Dekan Bidang Akademik IIT Guwahati mengajukan pengunduran dirinya di tengah protes mahasiswa di kampus atas kematian tidak wajar seorang mahasiswa tahun ke-3 BTech. Siswa pada 9 September
Bimlesh Kumar, seorang pelajar berusia 21 tahun dari Uttar Pradesh, ditemukan tewas di kamarnya di asrama Brahmaputra. Ini merupakan kematian mahasiswa ketiga di kampus tahun ini dan kedua dalam sebulan dan memicu protes besar-besaran dari mahasiswa.
Pihak administrasi IIT Guwahati menegaskan dalam pernyataannya telah menerima pengunduran diri Dekan Bidang Akademik Prof VK Krishna.
“Otoritas lembaga telah menerima pengunduran dirinya dan kami sedang mendiskusikannya secara internal. Kami akan segera mengambil keputusan,’ kata pernyataan itu.

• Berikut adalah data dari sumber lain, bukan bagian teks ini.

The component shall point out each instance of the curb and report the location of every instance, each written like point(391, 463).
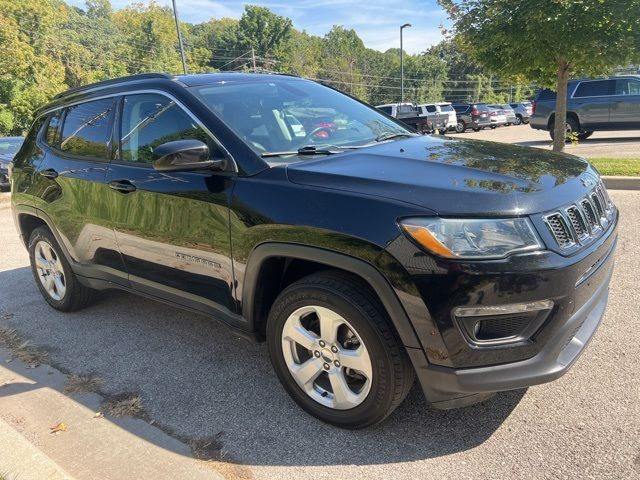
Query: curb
point(621, 183)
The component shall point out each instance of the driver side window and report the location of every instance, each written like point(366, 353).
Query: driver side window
point(149, 120)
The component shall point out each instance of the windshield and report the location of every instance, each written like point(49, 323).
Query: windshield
point(284, 116)
point(10, 146)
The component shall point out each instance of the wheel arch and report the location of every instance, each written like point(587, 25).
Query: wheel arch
point(269, 270)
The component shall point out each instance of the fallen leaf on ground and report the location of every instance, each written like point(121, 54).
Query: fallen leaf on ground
point(59, 428)
point(7, 382)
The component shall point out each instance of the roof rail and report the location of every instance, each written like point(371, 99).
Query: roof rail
point(113, 81)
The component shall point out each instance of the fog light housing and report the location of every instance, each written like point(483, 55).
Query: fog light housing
point(501, 324)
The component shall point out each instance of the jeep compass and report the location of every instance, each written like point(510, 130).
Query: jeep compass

Pada tanggal 9 Agustus, M.Tech yang berusia 23 tahun. Soumya Kumar, seorang pelajar dari Uttar Pradesh, ditemukan tewas di kamarnya di Disang Hostel. Diduga dia bunuh diri.
Pada bulan April, Sourav Kumar, seorang mahasiswa B.Tech berusia 20 tahun dari Bihar, ditemukan tewas di kamar asramanya setelah melakukan bunuh diri.
Setelah para mahasiswa mengetahui kematian terbaru pada hari Senin, ratusan orang berkumpul di luar gedung administrasi untuk melakukan protes, menuduh bahwa tekanan akademis dan administratif menyebabkan kematian Bimlesh Kumar. Protes berlanjut selama dua hari berikutnya dan baru dihentikan pada Rabu malam, ketika direktur Devendra Jalihal meyakinkan bahwa empat administrator senior akan “mengundurkan diri dalam waktu seminggu”, klaim mahasiswa pengunjuk rasa. Namun lembaga tersebut belum mengonfirmasi kebenarannya.
Ketika protes meletus, pihak administrasi lembaga tersebut mengadakan “open house” pada Senin malam dan Selasa, dipimpin oleh direktur Prof Jalihal, yang mengambil alih lembaga tersebut pada bulan Mei tahun ini – dan dengan anggota senior manajemen dan mahasiswa. Menurut seorang mahasiswa, tuntutan utama yang mereka ajukan adalah pengunduran diri beberapa anggota administrasi senior, termasuk Dekan Bidang Akademik, dan pelonggaran kebijakan kehadiran yang mengamanatkan 75% kehadiran dalam suatu mata kuliah agar memenuhi syarat untuk mengajukan ujian akhir. .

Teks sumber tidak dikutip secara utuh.